Omics data cleaning and preprocessing is a critical yet cumbersome step. glyclean helps you perform these tasks with ease, so you can focus on the fun part: downstream analysis!
Installation
You can install the development version of glyclean from GitHub with:
# install.packages("pak")
pak::pak("glycoverse/glyclean")
Role in glycoverse
As data preprocessing is an essential step in omics data analysis, glyclean
plays a central role in the glycoverse
ecosystem. It serves as the bridge between raw experimental data (imported via glyread
) and downstream analysis, enabling other packages like glystats
to work with clean, analysis-ready data.
Example
library(glyexp)
library(glyclean)
#>
#> Attaching package: 'glyclean'
#> The following object is masked from 'package:stats':
#>
#> aggregate
exp <- toy_experiment()
exp <- set_exp_type(exp, "glycomics")
clean_exp <- auto_clean(exp)
#> ℹ Normalizing data (Median Quotient)
#> ✔ Normalizing data (Median Quotient) [32ms]
#>
#> ℹ Removing variables with >50% missing values
#> ✔ Removing variables with >50% missing values [47ms]
#>
#> ℹ Imputing missing values
#> ℹ Sample size <= 30, using sample minimum imputation
#> ℹ Imputing missing values✔ Imputing missing values [9ms]
#>
#> ℹ Normalizing data (Total Area)
#> ℹ Detecting batch effects using ANOVA for 4 variables...

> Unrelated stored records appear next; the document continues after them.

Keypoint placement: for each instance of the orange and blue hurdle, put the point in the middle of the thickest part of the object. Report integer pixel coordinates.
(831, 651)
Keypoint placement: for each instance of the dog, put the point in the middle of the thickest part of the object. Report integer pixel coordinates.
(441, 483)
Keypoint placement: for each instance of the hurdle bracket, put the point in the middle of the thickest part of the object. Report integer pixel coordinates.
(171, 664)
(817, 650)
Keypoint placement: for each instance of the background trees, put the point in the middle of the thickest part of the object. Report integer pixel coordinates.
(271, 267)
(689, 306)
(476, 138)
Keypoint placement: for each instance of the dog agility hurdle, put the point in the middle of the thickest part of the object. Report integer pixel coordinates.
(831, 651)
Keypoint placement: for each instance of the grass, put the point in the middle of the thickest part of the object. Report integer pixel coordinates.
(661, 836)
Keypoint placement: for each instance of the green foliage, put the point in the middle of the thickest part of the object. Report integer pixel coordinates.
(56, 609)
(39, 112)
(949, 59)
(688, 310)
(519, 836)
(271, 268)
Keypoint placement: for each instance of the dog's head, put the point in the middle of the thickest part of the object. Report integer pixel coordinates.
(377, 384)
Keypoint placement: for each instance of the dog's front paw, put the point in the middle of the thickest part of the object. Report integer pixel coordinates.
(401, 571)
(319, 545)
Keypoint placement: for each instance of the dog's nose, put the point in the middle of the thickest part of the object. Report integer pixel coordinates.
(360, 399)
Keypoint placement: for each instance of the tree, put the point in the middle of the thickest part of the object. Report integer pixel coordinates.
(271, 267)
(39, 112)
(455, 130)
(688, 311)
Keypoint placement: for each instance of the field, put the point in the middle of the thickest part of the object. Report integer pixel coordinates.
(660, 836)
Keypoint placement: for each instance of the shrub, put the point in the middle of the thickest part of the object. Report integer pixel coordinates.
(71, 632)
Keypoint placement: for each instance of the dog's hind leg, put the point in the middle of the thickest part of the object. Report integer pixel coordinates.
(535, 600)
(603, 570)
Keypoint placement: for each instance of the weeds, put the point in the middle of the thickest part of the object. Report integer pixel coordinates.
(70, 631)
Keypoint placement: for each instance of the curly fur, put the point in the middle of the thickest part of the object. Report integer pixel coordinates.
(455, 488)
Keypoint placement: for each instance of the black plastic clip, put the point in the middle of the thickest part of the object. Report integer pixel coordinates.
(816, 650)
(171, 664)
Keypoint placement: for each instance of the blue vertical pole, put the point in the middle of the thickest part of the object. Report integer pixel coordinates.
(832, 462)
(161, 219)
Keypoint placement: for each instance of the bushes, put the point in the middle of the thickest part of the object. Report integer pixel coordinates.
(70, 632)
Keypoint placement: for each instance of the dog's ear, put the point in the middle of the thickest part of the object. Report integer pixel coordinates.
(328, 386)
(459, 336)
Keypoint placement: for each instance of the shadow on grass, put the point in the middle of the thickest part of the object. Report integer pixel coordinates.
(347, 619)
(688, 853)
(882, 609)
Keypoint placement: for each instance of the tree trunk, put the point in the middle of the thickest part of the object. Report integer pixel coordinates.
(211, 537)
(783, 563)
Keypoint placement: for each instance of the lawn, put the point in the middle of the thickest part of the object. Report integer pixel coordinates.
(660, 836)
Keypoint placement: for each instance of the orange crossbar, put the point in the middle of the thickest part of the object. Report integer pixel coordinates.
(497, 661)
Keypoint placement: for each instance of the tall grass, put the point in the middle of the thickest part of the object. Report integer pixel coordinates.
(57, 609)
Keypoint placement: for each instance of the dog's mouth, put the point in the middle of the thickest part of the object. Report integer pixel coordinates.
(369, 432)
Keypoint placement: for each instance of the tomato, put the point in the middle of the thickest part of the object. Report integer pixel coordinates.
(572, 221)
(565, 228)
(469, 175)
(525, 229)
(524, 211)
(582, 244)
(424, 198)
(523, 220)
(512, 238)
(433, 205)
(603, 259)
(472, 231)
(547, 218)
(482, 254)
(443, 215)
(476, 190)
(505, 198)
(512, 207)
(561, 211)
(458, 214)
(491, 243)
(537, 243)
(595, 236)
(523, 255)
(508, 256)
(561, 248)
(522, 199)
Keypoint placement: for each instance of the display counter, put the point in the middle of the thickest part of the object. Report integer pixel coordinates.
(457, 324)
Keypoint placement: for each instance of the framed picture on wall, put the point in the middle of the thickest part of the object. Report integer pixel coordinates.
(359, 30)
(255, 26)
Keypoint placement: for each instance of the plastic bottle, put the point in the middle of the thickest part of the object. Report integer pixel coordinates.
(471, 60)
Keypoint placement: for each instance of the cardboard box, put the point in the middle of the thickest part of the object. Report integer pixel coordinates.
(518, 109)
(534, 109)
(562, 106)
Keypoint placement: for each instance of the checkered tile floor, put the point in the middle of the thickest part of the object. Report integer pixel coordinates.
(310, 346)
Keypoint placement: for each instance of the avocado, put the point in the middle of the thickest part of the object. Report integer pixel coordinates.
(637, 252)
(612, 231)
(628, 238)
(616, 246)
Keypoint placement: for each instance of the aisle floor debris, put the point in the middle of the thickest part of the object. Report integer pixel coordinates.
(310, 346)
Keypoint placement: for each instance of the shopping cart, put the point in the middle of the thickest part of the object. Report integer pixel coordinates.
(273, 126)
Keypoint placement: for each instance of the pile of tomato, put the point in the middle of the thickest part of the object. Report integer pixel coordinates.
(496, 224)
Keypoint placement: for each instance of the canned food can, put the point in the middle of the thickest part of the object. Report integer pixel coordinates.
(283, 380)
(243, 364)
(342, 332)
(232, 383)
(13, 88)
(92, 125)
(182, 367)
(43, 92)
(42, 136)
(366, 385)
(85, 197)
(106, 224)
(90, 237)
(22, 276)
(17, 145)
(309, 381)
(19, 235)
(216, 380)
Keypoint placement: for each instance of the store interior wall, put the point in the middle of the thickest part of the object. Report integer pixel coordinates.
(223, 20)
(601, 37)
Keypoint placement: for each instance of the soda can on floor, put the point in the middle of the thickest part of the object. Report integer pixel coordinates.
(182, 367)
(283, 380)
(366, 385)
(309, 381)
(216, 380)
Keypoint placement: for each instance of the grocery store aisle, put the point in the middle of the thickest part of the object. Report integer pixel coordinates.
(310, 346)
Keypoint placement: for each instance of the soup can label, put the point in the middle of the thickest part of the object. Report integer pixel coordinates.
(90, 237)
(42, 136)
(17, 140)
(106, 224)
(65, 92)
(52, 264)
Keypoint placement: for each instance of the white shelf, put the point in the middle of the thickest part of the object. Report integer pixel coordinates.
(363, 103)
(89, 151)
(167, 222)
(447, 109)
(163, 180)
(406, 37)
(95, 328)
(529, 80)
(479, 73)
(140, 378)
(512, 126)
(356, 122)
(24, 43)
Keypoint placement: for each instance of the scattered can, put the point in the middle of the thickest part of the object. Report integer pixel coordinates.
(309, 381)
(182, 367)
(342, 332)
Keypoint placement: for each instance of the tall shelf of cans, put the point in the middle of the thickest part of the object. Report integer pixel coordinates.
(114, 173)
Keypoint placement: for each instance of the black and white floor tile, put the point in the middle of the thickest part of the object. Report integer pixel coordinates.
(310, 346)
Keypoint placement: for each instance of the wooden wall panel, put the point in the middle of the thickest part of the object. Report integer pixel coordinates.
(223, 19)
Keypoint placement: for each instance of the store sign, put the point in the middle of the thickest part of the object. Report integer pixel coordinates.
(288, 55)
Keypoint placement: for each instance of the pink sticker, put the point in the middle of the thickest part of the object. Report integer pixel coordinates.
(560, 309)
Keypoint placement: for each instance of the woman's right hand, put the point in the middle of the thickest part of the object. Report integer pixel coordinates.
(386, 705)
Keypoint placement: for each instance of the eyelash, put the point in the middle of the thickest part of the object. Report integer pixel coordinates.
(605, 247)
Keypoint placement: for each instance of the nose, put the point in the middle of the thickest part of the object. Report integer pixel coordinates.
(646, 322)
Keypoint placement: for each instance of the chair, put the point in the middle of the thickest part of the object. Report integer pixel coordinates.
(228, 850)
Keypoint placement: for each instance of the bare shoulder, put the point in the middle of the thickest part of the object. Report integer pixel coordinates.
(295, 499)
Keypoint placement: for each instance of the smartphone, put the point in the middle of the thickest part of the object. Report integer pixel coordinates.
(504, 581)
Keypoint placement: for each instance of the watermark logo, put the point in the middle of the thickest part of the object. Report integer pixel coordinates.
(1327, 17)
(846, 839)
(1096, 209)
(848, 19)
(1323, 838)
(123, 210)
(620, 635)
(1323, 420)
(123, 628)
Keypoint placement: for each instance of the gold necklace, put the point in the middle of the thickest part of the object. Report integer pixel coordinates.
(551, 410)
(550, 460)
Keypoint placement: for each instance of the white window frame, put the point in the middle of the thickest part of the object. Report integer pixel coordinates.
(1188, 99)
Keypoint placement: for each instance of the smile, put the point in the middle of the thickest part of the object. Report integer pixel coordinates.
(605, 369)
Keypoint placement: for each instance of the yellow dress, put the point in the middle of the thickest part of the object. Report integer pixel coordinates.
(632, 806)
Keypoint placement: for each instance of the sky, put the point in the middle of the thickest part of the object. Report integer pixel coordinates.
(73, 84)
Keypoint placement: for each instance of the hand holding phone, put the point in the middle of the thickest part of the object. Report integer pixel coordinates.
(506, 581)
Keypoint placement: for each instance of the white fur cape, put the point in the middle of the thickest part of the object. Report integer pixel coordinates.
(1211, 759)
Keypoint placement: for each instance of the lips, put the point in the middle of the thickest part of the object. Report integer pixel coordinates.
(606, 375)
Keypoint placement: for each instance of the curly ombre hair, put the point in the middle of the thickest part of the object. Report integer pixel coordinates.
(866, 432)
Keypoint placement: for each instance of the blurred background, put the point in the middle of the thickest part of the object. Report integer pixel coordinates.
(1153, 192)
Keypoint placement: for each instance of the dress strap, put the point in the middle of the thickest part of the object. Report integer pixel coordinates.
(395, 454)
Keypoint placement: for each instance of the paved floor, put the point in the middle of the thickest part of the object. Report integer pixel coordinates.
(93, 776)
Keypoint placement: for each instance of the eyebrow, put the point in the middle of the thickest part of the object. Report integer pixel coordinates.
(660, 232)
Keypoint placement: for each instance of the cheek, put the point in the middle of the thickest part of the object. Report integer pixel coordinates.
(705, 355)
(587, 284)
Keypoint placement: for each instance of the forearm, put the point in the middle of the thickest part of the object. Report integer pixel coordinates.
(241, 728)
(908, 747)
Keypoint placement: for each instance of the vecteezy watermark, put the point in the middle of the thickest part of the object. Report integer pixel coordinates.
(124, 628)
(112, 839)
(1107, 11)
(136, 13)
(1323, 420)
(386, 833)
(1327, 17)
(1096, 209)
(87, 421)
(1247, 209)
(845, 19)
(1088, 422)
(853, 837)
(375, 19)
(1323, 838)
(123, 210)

#> ℹ Normalizing data (Total Area)✔ Batch effect detection completed. 0 out of 4 variables show significant batch effects (p < 0.05).
#> ℹ Normalizing data (Total Area)ℹ Batch effects detected in 0.0% of variables (<=10%). Skipping batch correction.
#> ℹ Normalizing data (Total Area)✔ Normalizing data (Total Area) [52ms]
Yes, that’s it! Calling the magical auto_clean()
function will automatically perform the following steps, in the most suitable way for your data:
- Normalization
- Missing value filtering
- Imputation
- Batch effect correction
and other steps that are necessary for downstream analysis.